Hook CLI flags override values from the [hooks] config section. See Lifecycle Hooks for details.

Resume Behavior

By default, databrew automatically resumes interrupted crawls:

  • If the URL queue has pending URLs → resume (continues from where it stopped)
  • If the queue is empty → fresh start (adds start_urls)

Use --fresh to force a fresh crawl even if URLs are pending.

Use --retry-failed to process only URLs currently in failed state.
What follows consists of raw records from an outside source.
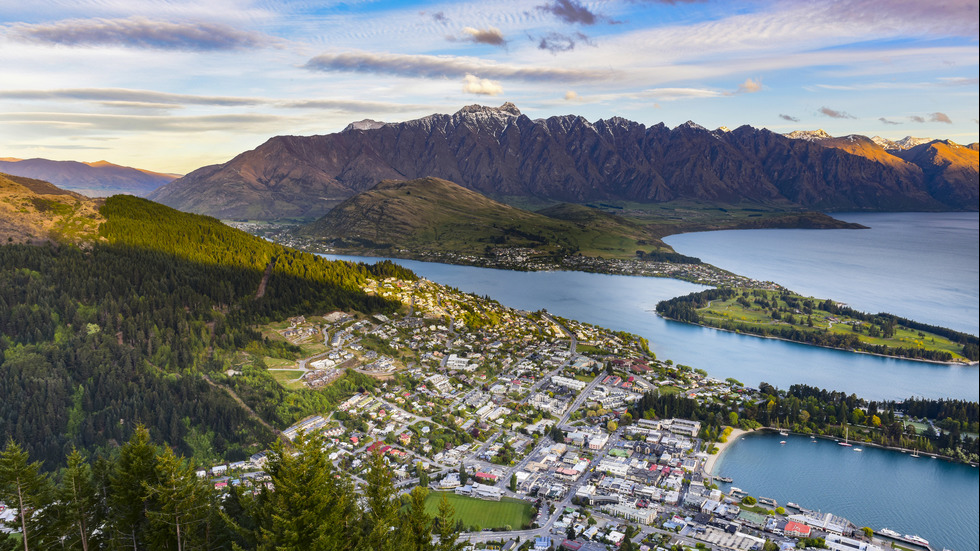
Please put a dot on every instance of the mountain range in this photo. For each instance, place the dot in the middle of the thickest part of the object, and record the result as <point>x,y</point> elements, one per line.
<point>36,211</point>
<point>98,179</point>
<point>503,154</point>
<point>434,215</point>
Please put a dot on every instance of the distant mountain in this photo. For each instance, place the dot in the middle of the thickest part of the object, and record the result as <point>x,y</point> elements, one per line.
<point>434,215</point>
<point>34,210</point>
<point>503,154</point>
<point>98,179</point>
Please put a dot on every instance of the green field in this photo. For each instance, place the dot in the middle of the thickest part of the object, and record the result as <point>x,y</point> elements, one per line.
<point>484,514</point>
<point>738,310</point>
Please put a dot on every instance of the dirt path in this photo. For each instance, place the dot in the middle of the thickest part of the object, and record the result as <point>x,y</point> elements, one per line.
<point>244,406</point>
<point>265,279</point>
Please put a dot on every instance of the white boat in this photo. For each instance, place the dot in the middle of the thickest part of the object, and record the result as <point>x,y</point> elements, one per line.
<point>917,540</point>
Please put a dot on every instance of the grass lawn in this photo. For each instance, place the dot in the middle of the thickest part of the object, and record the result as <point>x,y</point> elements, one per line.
<point>283,378</point>
<point>486,514</point>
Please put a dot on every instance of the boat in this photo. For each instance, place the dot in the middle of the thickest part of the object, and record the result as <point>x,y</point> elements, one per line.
<point>916,539</point>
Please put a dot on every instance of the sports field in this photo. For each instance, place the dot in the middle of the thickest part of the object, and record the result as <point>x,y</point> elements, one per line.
<point>485,514</point>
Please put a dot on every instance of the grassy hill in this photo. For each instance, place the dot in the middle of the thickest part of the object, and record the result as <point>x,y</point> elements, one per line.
<point>35,210</point>
<point>430,214</point>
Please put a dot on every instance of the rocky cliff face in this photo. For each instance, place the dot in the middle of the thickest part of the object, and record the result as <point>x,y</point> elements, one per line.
<point>500,152</point>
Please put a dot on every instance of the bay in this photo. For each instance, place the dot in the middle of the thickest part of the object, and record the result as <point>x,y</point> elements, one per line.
<point>879,488</point>
<point>923,266</point>
<point>627,303</point>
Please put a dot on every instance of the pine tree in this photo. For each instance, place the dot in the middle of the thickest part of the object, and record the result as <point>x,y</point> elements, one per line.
<point>177,504</point>
<point>448,530</point>
<point>24,487</point>
<point>382,510</point>
<point>135,469</point>
<point>76,511</point>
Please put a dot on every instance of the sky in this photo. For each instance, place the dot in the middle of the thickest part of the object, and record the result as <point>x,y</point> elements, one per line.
<point>174,85</point>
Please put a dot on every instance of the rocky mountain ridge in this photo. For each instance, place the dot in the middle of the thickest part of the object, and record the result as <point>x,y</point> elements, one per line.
<point>503,154</point>
<point>96,179</point>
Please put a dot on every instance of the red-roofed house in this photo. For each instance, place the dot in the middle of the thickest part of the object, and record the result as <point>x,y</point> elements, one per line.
<point>796,530</point>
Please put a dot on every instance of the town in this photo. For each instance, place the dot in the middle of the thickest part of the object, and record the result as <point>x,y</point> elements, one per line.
<point>522,418</point>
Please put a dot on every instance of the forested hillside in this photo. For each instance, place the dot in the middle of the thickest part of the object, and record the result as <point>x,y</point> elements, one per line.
<point>98,338</point>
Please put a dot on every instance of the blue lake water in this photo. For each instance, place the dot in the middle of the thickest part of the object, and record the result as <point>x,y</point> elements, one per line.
<point>878,488</point>
<point>922,266</point>
<point>627,303</point>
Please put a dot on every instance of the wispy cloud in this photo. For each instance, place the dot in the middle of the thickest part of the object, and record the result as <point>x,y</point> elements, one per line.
<point>558,42</point>
<point>142,32</point>
<point>490,35</point>
<point>128,96</point>
<point>481,86</point>
<point>749,86</point>
<point>570,11</point>
<point>137,123</point>
<point>834,114</point>
<point>429,66</point>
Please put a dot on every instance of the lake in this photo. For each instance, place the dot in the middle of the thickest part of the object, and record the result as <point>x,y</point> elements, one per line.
<point>627,303</point>
<point>925,268</point>
<point>921,266</point>
<point>879,488</point>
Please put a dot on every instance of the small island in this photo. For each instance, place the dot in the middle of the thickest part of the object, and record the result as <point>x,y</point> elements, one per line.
<point>785,315</point>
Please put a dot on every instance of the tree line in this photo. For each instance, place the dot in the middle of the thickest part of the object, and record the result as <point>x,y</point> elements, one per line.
<point>685,308</point>
<point>807,409</point>
<point>147,497</point>
<point>97,338</point>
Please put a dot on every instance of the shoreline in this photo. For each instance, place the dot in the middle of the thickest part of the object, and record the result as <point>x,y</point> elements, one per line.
<point>952,363</point>
<point>709,463</point>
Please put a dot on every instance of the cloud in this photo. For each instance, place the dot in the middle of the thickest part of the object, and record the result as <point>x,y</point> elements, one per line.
<point>123,95</point>
<point>749,86</point>
<point>490,35</point>
<point>142,32</point>
<point>429,66</point>
<point>570,11</point>
<point>834,114</point>
<point>556,42</point>
<point>481,86</point>
<point>353,106</point>
<point>139,123</point>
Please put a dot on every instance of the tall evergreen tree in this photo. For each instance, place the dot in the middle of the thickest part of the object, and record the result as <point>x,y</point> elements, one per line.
<point>76,511</point>
<point>25,487</point>
<point>134,472</point>
<point>381,515</point>
<point>177,504</point>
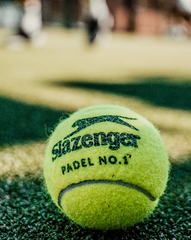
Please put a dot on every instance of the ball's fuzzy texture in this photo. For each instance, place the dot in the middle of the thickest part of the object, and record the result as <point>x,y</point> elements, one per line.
<point>105,167</point>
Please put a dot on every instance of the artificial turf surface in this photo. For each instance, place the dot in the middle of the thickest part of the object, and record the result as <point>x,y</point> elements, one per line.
<point>33,100</point>
<point>27,212</point>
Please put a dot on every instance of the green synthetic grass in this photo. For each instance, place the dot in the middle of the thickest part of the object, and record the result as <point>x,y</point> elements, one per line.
<point>40,86</point>
<point>27,212</point>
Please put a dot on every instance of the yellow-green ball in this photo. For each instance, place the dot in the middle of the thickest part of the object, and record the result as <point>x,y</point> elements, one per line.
<point>105,167</point>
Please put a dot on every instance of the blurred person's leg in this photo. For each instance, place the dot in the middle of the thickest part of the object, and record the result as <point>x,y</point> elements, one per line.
<point>99,19</point>
<point>30,27</point>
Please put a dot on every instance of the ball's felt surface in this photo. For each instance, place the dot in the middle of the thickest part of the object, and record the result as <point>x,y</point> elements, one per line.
<point>105,167</point>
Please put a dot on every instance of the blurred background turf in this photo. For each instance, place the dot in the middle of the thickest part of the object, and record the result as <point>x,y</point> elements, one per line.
<point>38,87</point>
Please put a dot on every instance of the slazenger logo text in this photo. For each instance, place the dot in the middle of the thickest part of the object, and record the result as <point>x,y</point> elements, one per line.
<point>112,139</point>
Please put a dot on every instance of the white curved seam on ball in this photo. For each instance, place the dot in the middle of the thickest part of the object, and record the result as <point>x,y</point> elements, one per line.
<point>91,182</point>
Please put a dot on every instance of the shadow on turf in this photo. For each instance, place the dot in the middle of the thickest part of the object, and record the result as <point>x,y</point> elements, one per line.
<point>32,214</point>
<point>21,122</point>
<point>161,91</point>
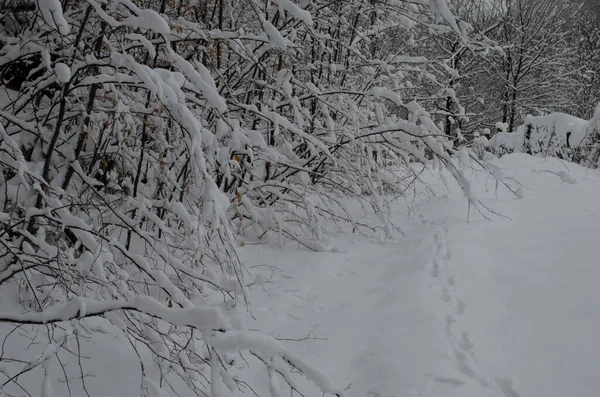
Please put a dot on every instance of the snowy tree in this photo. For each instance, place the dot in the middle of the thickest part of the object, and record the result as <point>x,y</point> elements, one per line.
<point>140,140</point>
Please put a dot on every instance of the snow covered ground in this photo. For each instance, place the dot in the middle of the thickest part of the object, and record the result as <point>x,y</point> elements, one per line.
<point>457,307</point>
<point>505,306</point>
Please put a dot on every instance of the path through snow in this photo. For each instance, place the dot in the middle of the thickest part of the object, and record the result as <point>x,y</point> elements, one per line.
<point>501,307</point>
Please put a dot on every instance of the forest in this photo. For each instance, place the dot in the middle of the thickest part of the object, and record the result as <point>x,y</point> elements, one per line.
<point>153,151</point>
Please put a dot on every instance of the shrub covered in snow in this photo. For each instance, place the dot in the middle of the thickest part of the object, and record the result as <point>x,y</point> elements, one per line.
<point>557,135</point>
<point>140,139</point>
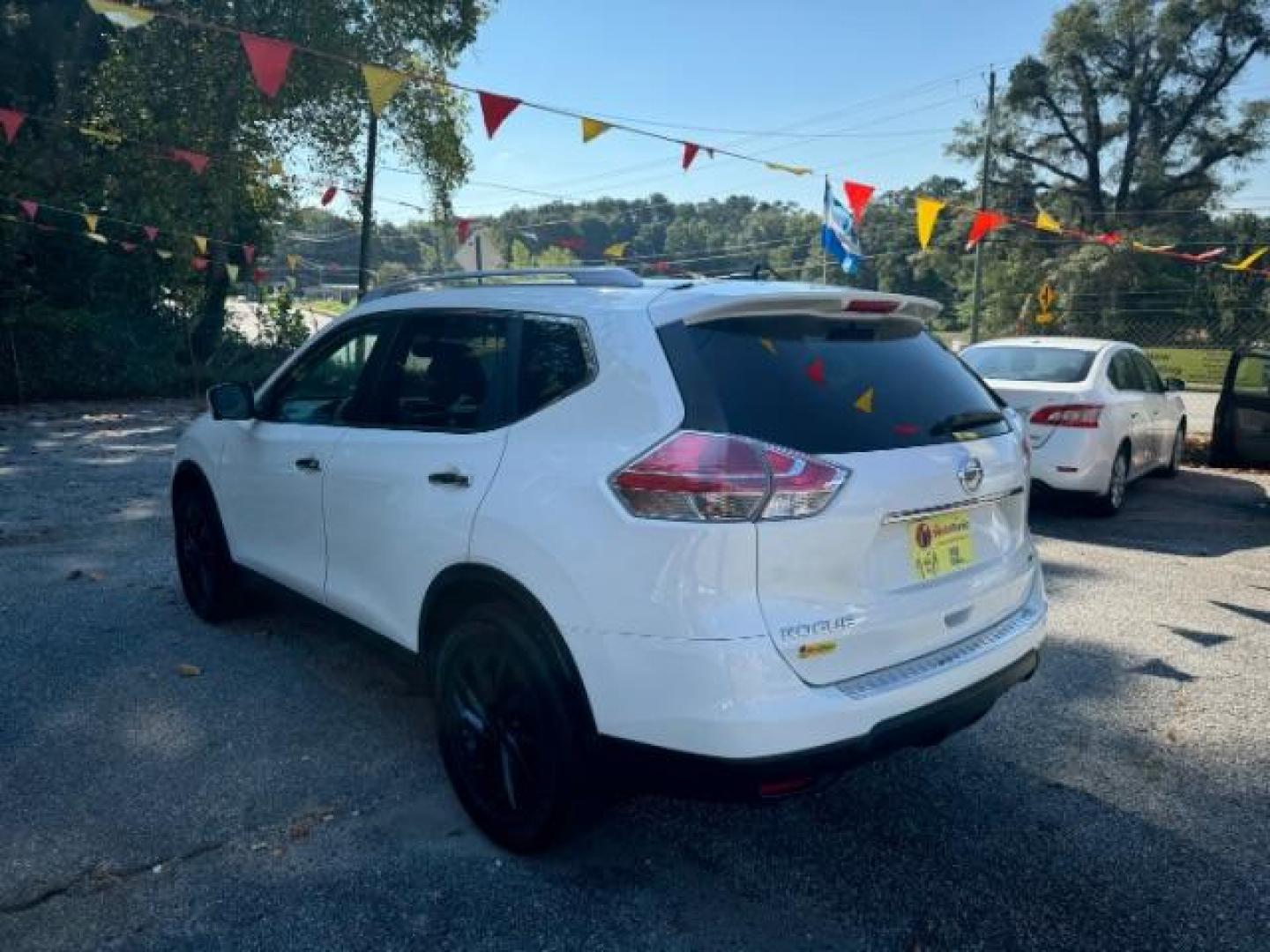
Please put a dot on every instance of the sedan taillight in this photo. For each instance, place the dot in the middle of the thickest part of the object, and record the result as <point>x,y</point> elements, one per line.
<point>715,478</point>
<point>1079,415</point>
This skips start URL seeding and temporarily defers pending/in-progress URLs.

status

Show crawl status and statistics.

databrew status CONFIG

Example Output

Status for: realethio
  Storage: data/realethio
  Items stored: 1763
  Storage files: 3
    - part_000001.parquet
    - part_000002.parquet
    - part_000003.parquet
  URLs pending: 0
  URLs completed: 1996
  URLs failed: 0

check

Validate a config file without running.

databrew check [-v] CONFIG

Examples

# Basic validation
databrew check mysite.toml

# Verbose output
databrew check mysite.toml -v

init

Generate a starter config file.

databrew init [OPTIONS] [NAME]

Options

Option Description
--url URL Start URL for the site
--type TYPE Extraction type: html or json
-o, --output PATH Output file path

Examples

# Generate HTML config
databrew init mysite --url "https://example.com" --type html

# Generate JSON API config
databrew init myapi --url "https://api.example.com/items" --type json

list

List available config files in a directory.

databrew list [DIR]

Exit Codes

Code Description
0 Success
1 Error (invalid config, crawl failure, etc.)